3 of 3 people found the following review helpful
4.0 out of 5 stars
A Pleasantly Antiquated Essay, April 30 2011
By G. Charles Steiner - Published on Amazon.com
I did not know that F. Marion Crawford was born in Italy and that after getting a good education in America, he returned to Italy and lived there till he died. Perhaps that fact of his being a "foreigner" of sorts accounts for his not "turning up" in lists of American novels of the 19th or 20th century. Yet, according to Wikipedia, Graham Greene and F. Scott Fitzgerald were aware of him and his novels, mentioning Crawford in at least one of their own respective novels.

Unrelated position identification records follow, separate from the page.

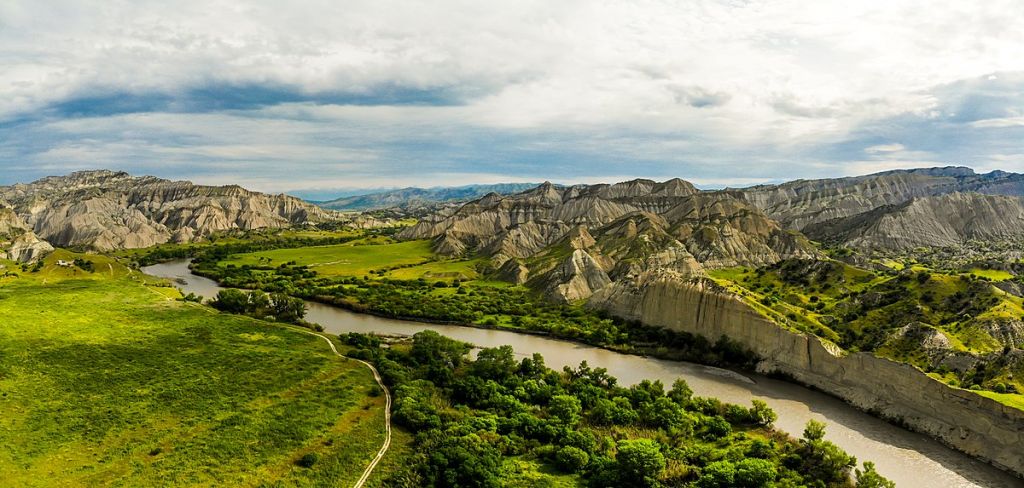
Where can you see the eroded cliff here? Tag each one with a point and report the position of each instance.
(961, 418)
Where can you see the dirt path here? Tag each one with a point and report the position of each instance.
(387, 412)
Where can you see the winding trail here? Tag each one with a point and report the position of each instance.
(387, 411)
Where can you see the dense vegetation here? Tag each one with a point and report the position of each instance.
(475, 417)
(105, 380)
(257, 304)
(958, 326)
(479, 303)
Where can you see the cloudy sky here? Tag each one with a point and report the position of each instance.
(343, 93)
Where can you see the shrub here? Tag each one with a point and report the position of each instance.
(571, 459)
(308, 459)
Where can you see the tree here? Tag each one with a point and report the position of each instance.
(231, 301)
(571, 459)
(871, 479)
(639, 461)
(814, 431)
(718, 475)
(565, 409)
(755, 473)
(438, 355)
(288, 309)
(495, 363)
(681, 392)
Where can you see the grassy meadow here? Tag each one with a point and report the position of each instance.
(107, 380)
(368, 257)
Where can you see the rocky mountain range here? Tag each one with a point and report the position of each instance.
(416, 197)
(573, 241)
(103, 211)
(801, 203)
(946, 221)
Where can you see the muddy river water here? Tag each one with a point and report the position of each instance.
(909, 459)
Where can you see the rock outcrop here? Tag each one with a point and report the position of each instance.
(103, 211)
(801, 203)
(28, 249)
(571, 241)
(945, 221)
(16, 241)
(968, 422)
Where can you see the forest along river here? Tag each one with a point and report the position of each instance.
(909, 459)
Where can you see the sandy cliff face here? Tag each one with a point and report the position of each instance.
(104, 211)
(968, 422)
(798, 204)
(16, 241)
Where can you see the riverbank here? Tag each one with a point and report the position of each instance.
(900, 393)
(906, 457)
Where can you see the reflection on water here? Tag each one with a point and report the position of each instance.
(907, 458)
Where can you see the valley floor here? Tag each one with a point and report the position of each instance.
(107, 380)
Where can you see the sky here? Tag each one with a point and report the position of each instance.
(306, 95)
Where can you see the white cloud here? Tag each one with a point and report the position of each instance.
(894, 147)
(702, 84)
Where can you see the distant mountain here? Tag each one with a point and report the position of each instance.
(572, 241)
(104, 210)
(411, 197)
(945, 221)
(801, 203)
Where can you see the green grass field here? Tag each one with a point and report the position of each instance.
(1015, 400)
(993, 274)
(105, 381)
(352, 259)
(409, 260)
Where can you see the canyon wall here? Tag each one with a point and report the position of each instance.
(965, 420)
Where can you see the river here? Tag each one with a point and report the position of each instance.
(909, 459)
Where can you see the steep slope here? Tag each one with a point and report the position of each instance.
(944, 221)
(801, 203)
(16, 241)
(572, 241)
(408, 197)
(103, 210)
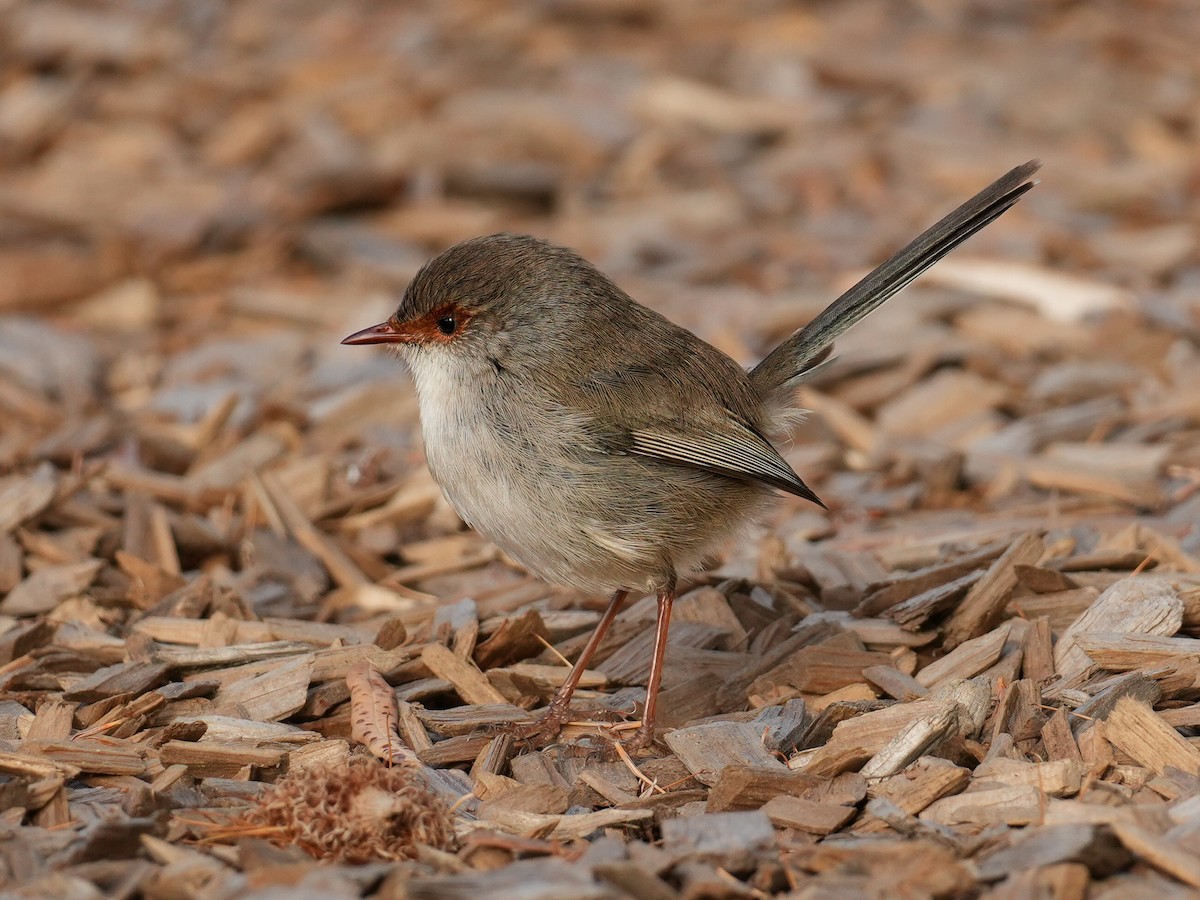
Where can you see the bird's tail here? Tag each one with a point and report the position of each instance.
(807, 348)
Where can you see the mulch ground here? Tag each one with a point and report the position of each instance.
(228, 585)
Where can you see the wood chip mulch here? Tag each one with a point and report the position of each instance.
(229, 588)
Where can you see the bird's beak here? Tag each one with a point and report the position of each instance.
(389, 331)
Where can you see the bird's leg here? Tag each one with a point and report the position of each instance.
(645, 736)
(550, 723)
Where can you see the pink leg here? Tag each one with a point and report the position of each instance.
(550, 723)
(645, 736)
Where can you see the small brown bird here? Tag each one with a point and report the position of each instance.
(597, 443)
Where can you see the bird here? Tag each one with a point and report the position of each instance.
(599, 444)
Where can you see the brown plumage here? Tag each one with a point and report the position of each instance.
(595, 442)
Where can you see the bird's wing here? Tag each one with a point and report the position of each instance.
(729, 448)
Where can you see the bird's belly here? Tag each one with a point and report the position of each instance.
(571, 515)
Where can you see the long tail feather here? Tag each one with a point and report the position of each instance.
(803, 349)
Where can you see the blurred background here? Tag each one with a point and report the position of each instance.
(198, 199)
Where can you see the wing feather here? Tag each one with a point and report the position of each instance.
(731, 449)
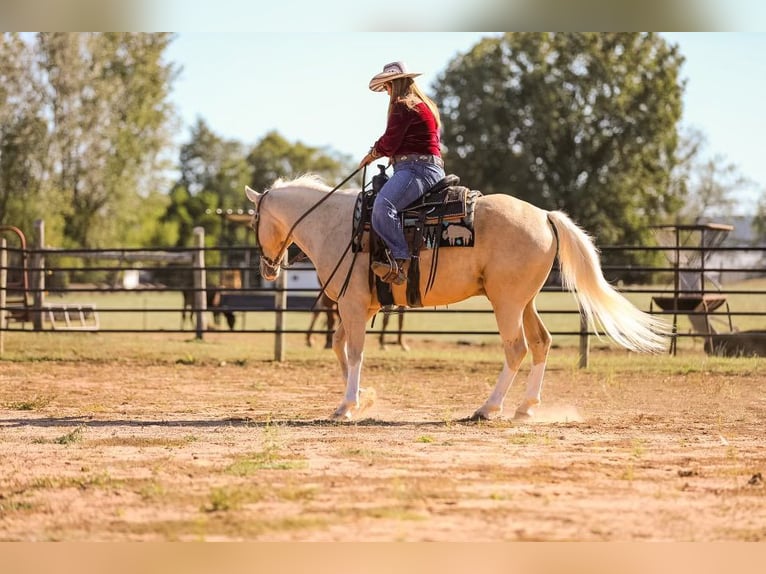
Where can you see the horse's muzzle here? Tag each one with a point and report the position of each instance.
(268, 271)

This book was first published in 1893 when Francis Marion Crawford was 39 years of age. At 108 pages, the book is one extended essay with brief breaks here or there, no chapters at all. Wikipedia summarizes the essence of the essay-long book quite well:
"The novel, he wrote, is 'a marketable commodity' and 'intellectual artistic luxury' (8, 9) that 'must amuse, indeed, but should amuse reasonably, from an intellectual point of view. . . . Its intention is to amuse and please, and certainly not to teach and preach; but in order to amuse well it must be a finely-balanced creation. . . .'."
The essay adds the idea that a novel is really just a portable play and the best novels strike at the heart. From the writing, the reader must assume that the author knows a lot about writing novels if only because he has so many opinions about them, and indeed, Francis Marion Crawford's works extend to more than 32 volumes from historical novels to mainstream novels to ghost and horror stories. Many of his novels are listed on Amazon for purchase and many more still are available for free on Gutenberg Project as well as Online Books.
This essay strives to state what, insofar as I know, only Ayn Rand definitely stated in her esthetic theory almost fifty years later: a novel is combination of realism and romanticism.
I cannot recommend this work for any particular insights into the novel; it's simply charmingly written and the words are dressed in the intellectual style of a politer society that has long since gone.